Canada and Australia have much in common. With regard to the economy, though, a key shared characteristic is that production and exporting of resource products is important to both countries. This has traditionally caused the two currencies to be correlated with one another and with the global commodity price cycle. For example, when the global economy is in an upswing commodity prices rise, thereby making Australian and Canadian resource exports more valuable, and both currencies tend to appreciate.
To illustrate, consider a bit of history. The world economy boomed in the late 1980s and commodity prices rose. This pushed the Australian dollar up to nearly 90 U.S. cents in 1989 from a low of around 60 cents in 1986. During the same period, the Canadian dollar rose from around 70 cents to about 85 cents. Then, during 1997-2001, when the global economy weakened, the Aussie fell from 80 cents to about 50 cents, while the loonie fell from 75 cents to 62 cents.
The global recovery during 2002-03 helped push the Aussie back to around 70 cents, and during 2004 it fluctuated in the mid-high 70s. The Canadian dollar’s behaviour during the same period was very similar, as it appreciated from 62 cents back up into the mid 70s in 2003 and then fluctuated in the mid-high 70s during most of 2004.
Since late-2004, though, the story has changed. The loonie has spent most of the time above the 80 cent level, and during May-August has demonstrated a see-saw uptrend. In contrast, the Aussie has been edging lower, particularly during the May-August period.

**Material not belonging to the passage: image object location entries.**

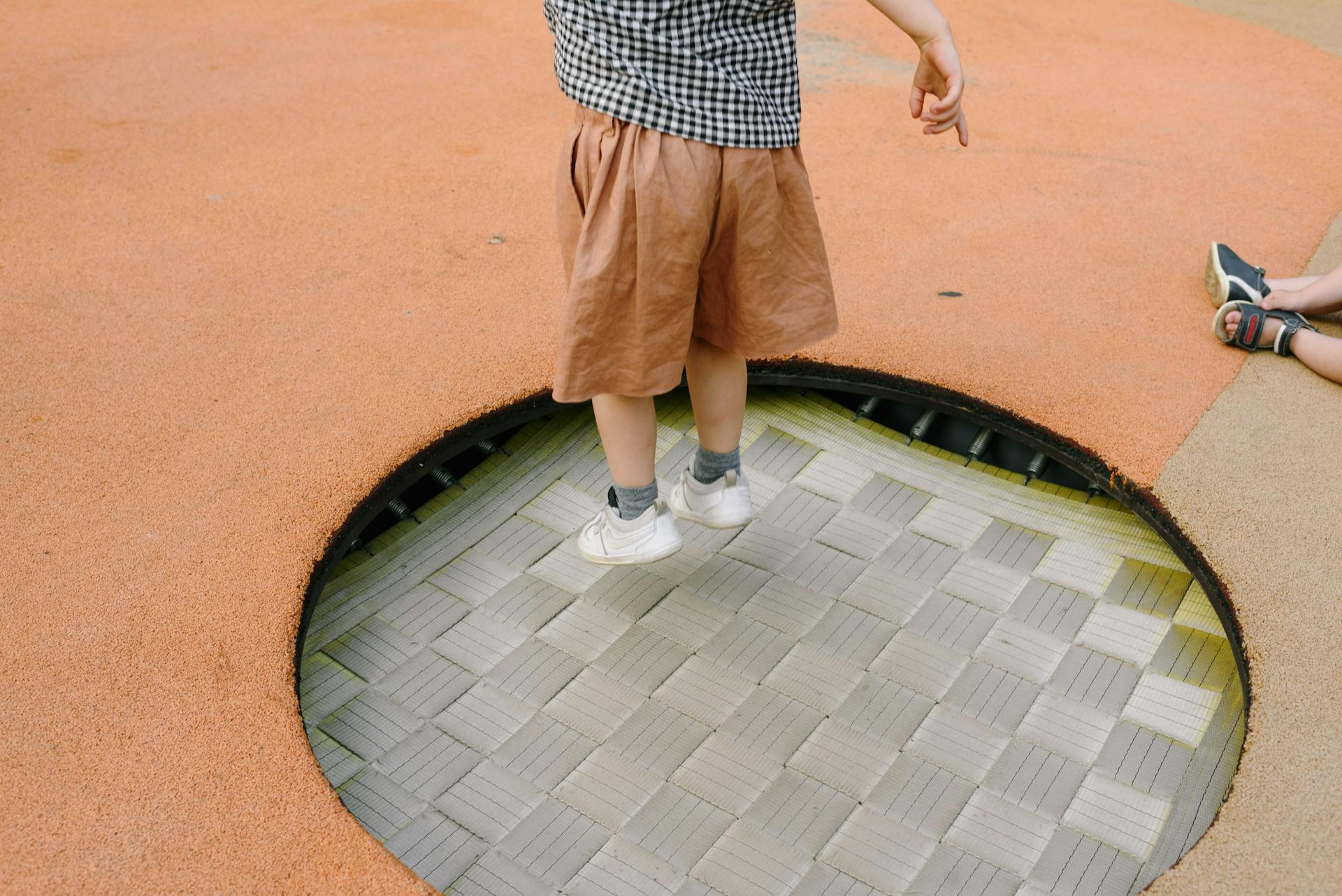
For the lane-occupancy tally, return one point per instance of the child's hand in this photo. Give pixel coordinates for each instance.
(939, 74)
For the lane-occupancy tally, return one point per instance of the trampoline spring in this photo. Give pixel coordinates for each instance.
(1035, 468)
(980, 445)
(923, 426)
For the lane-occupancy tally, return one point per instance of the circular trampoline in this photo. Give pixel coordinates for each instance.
(937, 662)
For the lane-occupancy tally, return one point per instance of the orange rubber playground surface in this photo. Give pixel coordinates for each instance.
(254, 256)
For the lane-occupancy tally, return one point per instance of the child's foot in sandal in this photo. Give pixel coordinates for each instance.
(1250, 326)
(1231, 278)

The reason? In a word, oil. In recent months, the Canadian dollar has emerged as a petrocurrency, positively correlated with the price of oil. The global economy appears poised to shift to a slightly slower growth track, and most commodity prices have begun to plateau as a result, consistent with the flat-to-softening track of the Australian dollar. Yet oil prices have more than doubled since the end of 2003, rising in a straight line except for a brief pause in late-2004.
This wedge between the two currencies reflects a gradual increase in the importance of oil production to the Canadian economy. In 2004, Canada produced 40% more oil than it consumed, exporting the remainder. Canada also produced six times as much oil as Australia. Meanwhile, Australia consumed about 60% more oil than it produced, importing the remainder.
The bottom line? Higher oil prices are driving a wedge between the Australian and Canadian dollars. Assuming that oil prices ease in coming months, look for the traditional relationship to re-emerge, with the Canadian dollar easing and the Aussie regaining some of its lost ground.
August 24, 2005
The views expressed here are those of the author, and not necessarily of Export Development Canada.